The Patriot Post® · Income Redistribution Day — Late and Loathed
Income Redistribution Day has arrived. In a normal year, of course, tax day occurs on April 15, but 2020 is anything but a normal year. Due to the coronavirus pandemic shutdown, the Treasury Department ever so graciously (ahem) moved the filing deadline to July 15. Of course, the IRS is also sitting on $1.5 billion in tax refunds waiting to be claimed.
Think that’s bad? The Congressional Budget Office (CBO) released figures this week that should alarm every American, though most either won’t notice or will shrug it off. Gone are the days of $1 trillion annual deficits. We’re now staring down monthly deficits of nearly that much. June’s deficit was $864 billion — bigger than the annual deficit in 2018. For further comparison, in June 2019, the monthly deficit was “just” $8 billion.

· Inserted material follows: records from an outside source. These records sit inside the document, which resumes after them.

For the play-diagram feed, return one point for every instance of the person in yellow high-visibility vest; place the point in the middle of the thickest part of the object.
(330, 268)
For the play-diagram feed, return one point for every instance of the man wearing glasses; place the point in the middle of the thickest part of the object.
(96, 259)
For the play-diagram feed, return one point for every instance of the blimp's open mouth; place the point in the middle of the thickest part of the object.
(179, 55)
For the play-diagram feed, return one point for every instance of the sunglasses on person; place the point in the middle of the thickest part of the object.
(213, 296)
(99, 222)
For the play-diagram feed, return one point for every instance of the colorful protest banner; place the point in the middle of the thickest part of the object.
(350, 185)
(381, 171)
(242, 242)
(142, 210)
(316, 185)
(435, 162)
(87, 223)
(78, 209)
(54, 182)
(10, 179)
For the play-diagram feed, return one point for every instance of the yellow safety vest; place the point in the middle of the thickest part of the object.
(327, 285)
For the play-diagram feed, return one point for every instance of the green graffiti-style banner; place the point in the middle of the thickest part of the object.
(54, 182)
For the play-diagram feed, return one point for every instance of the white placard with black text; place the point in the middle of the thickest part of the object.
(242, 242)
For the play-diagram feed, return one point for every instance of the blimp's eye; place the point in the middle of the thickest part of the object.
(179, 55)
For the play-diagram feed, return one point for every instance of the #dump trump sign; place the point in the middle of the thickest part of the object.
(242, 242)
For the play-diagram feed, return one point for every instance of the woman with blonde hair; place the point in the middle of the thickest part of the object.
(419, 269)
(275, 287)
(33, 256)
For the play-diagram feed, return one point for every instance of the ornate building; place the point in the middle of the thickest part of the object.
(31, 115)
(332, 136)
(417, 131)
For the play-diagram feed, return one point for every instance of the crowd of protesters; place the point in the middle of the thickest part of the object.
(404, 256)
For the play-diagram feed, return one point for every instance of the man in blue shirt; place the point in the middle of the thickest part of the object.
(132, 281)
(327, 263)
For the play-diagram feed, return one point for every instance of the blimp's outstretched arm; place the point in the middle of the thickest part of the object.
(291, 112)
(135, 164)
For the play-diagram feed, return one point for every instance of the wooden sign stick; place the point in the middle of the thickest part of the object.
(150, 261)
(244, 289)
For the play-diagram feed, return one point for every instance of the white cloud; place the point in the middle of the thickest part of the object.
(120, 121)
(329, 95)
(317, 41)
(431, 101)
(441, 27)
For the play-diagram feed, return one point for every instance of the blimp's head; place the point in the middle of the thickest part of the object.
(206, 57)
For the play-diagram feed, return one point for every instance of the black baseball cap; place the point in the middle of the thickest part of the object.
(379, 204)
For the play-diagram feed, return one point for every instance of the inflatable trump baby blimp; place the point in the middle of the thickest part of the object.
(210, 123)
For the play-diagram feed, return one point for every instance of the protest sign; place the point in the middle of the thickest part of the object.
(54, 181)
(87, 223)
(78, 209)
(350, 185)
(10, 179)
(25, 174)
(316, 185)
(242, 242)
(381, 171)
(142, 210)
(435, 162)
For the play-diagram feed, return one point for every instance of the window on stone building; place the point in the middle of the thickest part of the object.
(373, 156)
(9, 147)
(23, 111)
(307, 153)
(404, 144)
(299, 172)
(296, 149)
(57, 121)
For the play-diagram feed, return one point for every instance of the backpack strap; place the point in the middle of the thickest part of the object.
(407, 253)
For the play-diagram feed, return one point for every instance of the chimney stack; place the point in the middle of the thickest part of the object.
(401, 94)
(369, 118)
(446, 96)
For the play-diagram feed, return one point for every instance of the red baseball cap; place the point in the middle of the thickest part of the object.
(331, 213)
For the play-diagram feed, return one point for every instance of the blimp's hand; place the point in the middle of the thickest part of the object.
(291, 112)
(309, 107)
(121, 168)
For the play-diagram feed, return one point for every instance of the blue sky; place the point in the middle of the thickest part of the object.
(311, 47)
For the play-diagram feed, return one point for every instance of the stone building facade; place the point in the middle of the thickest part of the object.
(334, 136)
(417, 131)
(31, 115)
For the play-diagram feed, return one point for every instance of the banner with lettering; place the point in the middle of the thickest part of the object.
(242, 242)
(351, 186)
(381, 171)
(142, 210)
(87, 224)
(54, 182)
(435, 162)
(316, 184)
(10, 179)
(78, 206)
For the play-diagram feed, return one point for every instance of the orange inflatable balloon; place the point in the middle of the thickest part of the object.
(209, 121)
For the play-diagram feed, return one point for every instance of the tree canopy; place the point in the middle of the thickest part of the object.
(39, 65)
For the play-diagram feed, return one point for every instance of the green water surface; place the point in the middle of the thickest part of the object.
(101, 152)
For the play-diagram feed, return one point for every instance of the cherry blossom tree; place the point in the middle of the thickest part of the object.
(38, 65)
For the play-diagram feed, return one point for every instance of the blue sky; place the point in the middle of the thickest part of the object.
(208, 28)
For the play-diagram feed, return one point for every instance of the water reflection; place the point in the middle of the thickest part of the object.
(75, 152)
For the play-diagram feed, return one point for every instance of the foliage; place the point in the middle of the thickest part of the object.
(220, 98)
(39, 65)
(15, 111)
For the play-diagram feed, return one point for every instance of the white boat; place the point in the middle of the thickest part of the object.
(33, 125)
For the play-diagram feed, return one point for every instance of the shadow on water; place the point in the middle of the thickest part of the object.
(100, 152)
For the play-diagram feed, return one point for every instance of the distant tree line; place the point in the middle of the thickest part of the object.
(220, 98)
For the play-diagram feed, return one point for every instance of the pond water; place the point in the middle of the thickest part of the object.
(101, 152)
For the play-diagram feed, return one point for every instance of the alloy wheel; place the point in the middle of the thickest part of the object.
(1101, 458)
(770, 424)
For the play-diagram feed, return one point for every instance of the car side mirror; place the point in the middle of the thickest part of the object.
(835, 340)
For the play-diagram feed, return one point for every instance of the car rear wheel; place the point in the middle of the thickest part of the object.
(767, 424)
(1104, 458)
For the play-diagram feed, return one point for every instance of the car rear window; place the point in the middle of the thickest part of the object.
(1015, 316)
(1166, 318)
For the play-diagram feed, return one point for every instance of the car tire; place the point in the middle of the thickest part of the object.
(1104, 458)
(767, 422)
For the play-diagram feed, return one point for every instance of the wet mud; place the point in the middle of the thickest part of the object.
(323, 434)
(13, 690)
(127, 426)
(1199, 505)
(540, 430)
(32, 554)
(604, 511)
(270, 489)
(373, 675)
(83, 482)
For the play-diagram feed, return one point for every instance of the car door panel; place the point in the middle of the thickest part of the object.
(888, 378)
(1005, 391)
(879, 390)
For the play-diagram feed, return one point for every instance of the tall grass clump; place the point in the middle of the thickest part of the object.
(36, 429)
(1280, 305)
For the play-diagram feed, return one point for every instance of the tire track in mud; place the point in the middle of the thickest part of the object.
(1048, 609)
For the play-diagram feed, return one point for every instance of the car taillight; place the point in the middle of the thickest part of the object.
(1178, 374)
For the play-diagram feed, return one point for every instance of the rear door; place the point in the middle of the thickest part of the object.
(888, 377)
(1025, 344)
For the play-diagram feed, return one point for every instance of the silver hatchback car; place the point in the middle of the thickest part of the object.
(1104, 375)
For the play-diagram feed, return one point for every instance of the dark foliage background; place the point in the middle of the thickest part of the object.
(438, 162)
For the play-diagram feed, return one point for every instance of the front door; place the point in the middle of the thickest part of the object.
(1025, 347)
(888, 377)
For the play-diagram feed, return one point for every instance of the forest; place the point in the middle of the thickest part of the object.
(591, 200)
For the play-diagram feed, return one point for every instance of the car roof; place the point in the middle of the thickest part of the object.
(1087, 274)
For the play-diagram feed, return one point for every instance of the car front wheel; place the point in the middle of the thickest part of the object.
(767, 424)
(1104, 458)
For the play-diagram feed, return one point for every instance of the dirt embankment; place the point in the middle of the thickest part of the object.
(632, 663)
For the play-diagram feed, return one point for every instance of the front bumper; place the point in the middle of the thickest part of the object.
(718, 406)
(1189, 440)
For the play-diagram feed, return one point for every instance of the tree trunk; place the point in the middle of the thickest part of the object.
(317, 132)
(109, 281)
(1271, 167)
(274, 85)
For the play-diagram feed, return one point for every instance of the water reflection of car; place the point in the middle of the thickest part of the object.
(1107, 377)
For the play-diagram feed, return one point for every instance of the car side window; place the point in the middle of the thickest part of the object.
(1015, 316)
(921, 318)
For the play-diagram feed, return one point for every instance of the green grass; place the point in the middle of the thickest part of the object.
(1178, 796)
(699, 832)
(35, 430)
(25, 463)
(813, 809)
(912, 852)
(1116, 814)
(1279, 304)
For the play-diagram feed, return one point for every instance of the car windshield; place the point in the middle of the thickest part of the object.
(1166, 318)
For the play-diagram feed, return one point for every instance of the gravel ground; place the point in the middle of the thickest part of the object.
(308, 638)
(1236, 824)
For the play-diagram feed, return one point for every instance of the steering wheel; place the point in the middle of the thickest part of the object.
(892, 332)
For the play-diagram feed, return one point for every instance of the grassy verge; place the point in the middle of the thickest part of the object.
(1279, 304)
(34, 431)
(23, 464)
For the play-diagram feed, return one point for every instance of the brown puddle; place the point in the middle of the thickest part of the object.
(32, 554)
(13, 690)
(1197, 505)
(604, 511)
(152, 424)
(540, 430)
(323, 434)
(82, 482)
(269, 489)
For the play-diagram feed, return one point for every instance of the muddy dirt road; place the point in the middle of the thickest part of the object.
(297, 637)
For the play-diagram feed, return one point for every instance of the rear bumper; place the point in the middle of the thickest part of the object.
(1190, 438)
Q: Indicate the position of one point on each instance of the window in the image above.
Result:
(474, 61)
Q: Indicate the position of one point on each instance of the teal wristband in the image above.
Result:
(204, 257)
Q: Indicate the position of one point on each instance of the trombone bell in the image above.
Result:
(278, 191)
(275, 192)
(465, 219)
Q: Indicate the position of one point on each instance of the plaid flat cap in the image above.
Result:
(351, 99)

The annual deficit over the last 12 months is $3 trillion, and the CBO expects the fiscal year ending September 30 will sport a deficit of $3.7 trillion — smashing the previous record of $1.4 trillion and nearly equaling the entire federal budget as recently as 2017.
Back in May, we asked, How Much More “Relief” Can We Afford? Some may counter that this pandemic was a once-in-a-century anomaly and things will level out. That’s also what people said about the 2008 financial bailouts and drastic increase in spending. Do you really think Democrats — or even Republicans — won’t embrace new spending levels as the baseline? Granted, there may be some pullback as true emergency measures phase out, but don’t be surprised to see annual federal budgets from here forward include a great deal of these increased spending levels.
That means more debt now and an unsustainable burden for our children and their children.
Joe Biden’s plan? He’ll raise your taxes by quite a bit, primarily because he says the “first thing” he’ll do is repeal the 2017 Republican tax cuts. But he’d also hike taxes further to pay for his radical leftist agenda to expand the already grotesquely bloated federal budget. Remember that if you still have to file your taxes today.
It is indeed ironic that one of the biggest sparks igniting the fires of the American Revolution was the contentious subject of taxation. While some celebrate the spirit of those Bostonians who famously protested the British crown’s Tea Act of 1773, many Americans today seem content to merely utter a few grumbles over our tax burden. And for most, this is done while also wondering if everyone else has paid their “fair share” rather than challenging the government’s plunder for the express purpose of wealth redistribution.